All this adds up to a business environment where there is tremendous pressure put on food producers to keep their methods on the up-and-up—but the free-floating anxiety about healthfulness, coupled with a constant deluge of sometimes inconsistent if not downright contradictory information, has consumers in an equally vulnerable position. There’s no doubt that some purveyors have been and will be less than scrupulous or forthcoming when labeling their foods with an eye to taking advantage of market trends without being able to back it up on the production line.

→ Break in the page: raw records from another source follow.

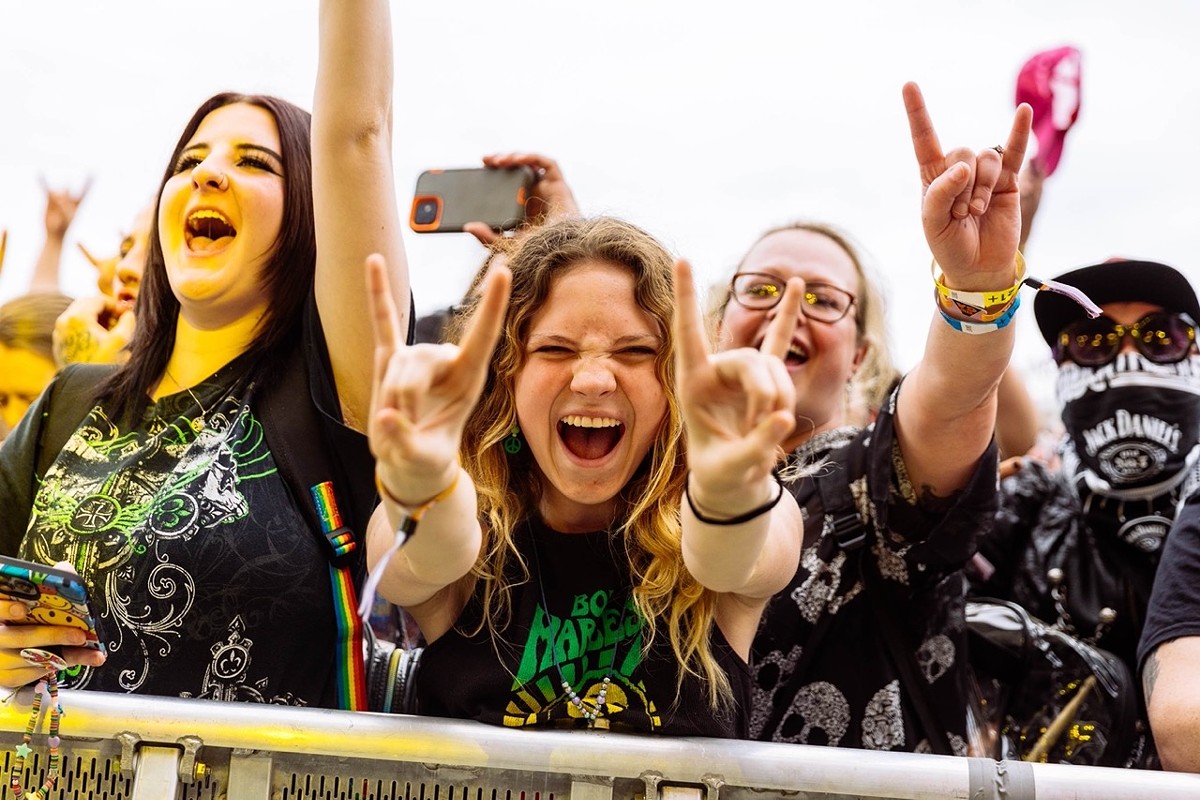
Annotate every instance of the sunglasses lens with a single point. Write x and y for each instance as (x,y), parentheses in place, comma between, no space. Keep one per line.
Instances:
(1091,342)
(1164,338)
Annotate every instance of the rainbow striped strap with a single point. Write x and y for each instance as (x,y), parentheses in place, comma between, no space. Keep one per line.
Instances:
(340,537)
(352,674)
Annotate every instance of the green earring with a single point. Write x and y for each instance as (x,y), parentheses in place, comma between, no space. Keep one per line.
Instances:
(513,441)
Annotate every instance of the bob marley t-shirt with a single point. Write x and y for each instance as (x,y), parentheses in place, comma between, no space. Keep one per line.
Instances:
(574,655)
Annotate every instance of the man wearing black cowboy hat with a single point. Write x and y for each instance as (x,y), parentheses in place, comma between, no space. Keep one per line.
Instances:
(1081,546)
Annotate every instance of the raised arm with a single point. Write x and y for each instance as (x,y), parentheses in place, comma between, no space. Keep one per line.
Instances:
(354,197)
(972,220)
(741,528)
(421,400)
(60,209)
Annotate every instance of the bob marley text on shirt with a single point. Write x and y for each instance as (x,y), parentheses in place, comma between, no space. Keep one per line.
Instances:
(600,638)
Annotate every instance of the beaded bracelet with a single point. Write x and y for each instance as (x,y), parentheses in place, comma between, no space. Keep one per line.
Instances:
(415,515)
(982,300)
(966,313)
(981,328)
(742,517)
(48,686)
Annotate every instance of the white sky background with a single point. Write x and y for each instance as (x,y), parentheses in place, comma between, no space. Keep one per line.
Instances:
(703,122)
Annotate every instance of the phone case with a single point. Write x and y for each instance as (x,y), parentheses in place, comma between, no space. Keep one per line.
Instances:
(52,596)
(447,199)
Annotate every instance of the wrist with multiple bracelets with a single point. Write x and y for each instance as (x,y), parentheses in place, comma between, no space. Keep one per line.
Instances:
(985,312)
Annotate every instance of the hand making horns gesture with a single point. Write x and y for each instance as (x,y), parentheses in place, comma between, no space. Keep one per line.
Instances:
(738,405)
(424,394)
(971,209)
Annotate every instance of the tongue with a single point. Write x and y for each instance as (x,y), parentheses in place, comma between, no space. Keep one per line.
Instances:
(589,443)
(203,244)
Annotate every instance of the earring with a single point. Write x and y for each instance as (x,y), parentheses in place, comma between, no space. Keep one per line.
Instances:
(513,441)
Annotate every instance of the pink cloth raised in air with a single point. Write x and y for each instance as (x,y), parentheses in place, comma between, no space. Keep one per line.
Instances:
(1050,84)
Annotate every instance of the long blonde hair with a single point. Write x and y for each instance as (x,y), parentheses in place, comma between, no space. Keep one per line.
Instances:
(509,487)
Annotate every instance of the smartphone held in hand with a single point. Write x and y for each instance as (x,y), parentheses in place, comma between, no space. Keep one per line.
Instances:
(52,596)
(447,199)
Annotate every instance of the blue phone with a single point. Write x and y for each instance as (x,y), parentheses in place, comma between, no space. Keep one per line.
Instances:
(52,596)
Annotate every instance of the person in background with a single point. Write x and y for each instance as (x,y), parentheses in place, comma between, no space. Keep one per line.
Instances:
(921,479)
(1170,645)
(1080,546)
(61,206)
(27,355)
(209,573)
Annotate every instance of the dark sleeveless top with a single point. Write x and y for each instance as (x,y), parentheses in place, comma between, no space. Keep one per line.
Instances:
(577,625)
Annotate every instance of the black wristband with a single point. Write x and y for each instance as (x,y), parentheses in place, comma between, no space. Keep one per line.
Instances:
(742,517)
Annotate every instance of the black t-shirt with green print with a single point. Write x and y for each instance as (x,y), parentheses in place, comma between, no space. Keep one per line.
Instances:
(577,624)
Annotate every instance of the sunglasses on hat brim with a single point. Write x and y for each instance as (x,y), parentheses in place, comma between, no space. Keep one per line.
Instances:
(1162,337)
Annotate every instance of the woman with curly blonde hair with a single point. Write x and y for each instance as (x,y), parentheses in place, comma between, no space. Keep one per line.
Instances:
(563,575)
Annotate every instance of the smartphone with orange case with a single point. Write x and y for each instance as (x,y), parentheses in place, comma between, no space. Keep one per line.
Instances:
(447,199)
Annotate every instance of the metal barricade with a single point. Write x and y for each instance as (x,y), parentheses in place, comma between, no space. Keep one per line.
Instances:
(136,747)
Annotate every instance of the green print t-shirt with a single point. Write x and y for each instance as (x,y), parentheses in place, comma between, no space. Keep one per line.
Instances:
(203,577)
(574,623)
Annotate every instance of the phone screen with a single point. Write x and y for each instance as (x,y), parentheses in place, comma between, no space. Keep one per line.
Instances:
(52,596)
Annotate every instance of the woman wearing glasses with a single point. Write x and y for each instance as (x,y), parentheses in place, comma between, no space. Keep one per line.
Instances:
(912,488)
(1129,402)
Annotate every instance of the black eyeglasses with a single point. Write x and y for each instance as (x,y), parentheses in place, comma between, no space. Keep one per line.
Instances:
(1163,337)
(760,292)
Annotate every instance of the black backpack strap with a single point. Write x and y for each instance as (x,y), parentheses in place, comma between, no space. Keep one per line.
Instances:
(72,395)
(851,534)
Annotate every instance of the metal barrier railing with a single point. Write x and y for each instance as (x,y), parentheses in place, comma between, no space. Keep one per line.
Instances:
(118,747)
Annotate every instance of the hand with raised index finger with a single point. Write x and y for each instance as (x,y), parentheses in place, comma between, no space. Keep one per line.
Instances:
(971,199)
(737,404)
(423,395)
(61,206)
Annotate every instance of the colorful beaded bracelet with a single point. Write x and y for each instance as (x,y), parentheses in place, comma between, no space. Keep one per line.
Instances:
(981,328)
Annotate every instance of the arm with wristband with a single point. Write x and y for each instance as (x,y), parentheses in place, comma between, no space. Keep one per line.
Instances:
(421,400)
(972,221)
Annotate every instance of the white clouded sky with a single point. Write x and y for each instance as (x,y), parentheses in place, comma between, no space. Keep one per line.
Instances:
(702,124)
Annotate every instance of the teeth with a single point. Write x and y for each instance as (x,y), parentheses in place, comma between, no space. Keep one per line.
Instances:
(205,214)
(591,421)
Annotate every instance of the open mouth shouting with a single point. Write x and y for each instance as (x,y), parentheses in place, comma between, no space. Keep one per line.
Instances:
(208,230)
(589,438)
(797,354)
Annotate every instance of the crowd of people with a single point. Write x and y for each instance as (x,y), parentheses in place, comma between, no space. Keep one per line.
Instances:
(594,500)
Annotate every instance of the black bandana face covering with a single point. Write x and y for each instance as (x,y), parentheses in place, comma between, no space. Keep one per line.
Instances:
(1133,426)
(1133,441)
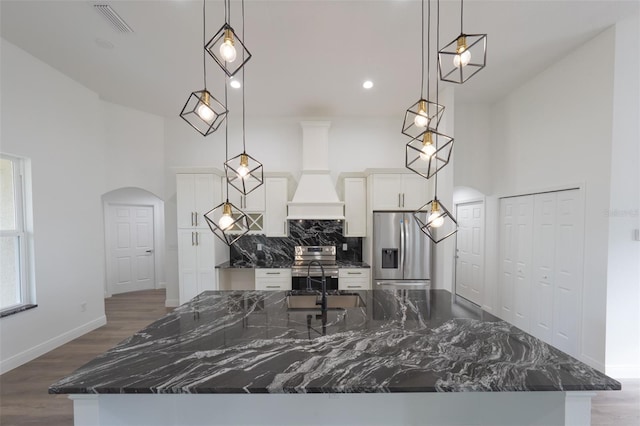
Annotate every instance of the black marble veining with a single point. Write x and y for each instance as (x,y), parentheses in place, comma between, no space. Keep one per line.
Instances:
(276,250)
(399,341)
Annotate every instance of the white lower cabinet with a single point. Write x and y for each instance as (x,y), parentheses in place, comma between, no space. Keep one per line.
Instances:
(196,263)
(541,264)
(276,279)
(354,279)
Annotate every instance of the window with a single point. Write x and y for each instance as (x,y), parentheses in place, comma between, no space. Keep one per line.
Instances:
(15,294)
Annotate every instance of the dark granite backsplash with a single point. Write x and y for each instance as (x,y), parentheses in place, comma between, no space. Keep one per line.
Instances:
(301,233)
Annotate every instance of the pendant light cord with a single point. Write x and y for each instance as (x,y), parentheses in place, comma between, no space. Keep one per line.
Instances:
(435,191)
(204,42)
(422,51)
(461,14)
(428,47)
(226,136)
(244,146)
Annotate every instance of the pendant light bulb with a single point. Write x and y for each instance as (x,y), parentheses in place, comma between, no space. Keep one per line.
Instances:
(204,110)
(464,55)
(243,169)
(436,218)
(422,118)
(227,48)
(428,149)
(226,220)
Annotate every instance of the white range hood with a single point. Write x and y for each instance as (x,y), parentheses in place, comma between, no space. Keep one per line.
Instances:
(315,196)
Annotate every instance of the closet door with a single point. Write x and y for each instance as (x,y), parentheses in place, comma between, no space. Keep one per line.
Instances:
(507,258)
(544,254)
(523,259)
(568,271)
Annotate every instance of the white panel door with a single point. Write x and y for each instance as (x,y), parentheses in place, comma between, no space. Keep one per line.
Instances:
(131,248)
(544,253)
(523,260)
(507,258)
(567,312)
(205,244)
(470,251)
(187,264)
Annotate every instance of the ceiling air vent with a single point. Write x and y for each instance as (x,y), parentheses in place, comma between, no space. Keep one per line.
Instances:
(114,19)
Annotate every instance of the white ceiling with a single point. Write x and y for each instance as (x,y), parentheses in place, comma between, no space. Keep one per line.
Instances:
(309,56)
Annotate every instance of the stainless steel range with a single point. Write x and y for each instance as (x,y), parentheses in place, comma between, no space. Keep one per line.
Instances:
(304,255)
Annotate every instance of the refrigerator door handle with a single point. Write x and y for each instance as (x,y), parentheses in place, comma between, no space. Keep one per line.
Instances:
(402,245)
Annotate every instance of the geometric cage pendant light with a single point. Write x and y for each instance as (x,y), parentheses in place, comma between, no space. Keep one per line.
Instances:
(423,115)
(202,111)
(435,221)
(226,48)
(226,221)
(427,154)
(433,218)
(464,57)
(244,172)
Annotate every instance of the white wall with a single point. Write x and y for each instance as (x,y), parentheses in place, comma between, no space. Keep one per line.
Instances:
(623,274)
(134,151)
(472,146)
(55,122)
(554,131)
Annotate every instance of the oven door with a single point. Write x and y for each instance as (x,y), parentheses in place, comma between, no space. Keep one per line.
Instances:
(300,282)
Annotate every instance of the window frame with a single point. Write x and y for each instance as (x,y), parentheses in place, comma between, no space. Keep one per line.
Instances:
(27,295)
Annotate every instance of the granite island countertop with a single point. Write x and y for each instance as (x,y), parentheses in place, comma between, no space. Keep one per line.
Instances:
(399,341)
(276,264)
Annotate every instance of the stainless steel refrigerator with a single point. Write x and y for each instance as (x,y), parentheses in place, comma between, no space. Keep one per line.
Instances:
(401,252)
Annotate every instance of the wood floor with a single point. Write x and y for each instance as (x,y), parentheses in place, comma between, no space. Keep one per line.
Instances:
(23,391)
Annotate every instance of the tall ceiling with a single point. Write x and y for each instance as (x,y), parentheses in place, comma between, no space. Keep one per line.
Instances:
(310,57)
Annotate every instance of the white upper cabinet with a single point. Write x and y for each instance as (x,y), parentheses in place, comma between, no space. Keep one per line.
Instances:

At the Willy Street Co-op Kitchen, we’re no strangers to keeping an eye on our ingredients and spending the time and money to get what our members want or need in their food. Our coolers are stocked almost completely with certified organic produce and, while it may not always be possible for us to use certified organic meats due to cost, we are careful to avoid meat fed hormones or raised on feedlots. We pride ourselves on our patronage of meat producers like Willow Creek and Cates Family Farm, who offer not only a superior product flavor-wise but have been approved by the Animal Welfare Institute.
In my professional and personal travels, I have encountered many food service establishments advertising the use of seasonal/local/organic products “whenever possible” or “whenever available.” You may have seen these sorts of phrases as well, on restaurant menus or on sign boards in delis. There’s nothing inherently wrong with language like this so long as the customer-merchant trust bond is strong. But if it isn’t....”possible” and “available” are very difficult to quantify precisely. “Possible” might mean “within our budget.” “Available” might mean “at the price we’re willing to pay.” And that’s totally understandable. All businesses have budget structures that, to some extent, dictate the meaning of these terms. However, in my experience, they’re often used cynically to capture an undeserved market share of concerned consumers or charge a premium price on an item little different from a mass-market counterpart.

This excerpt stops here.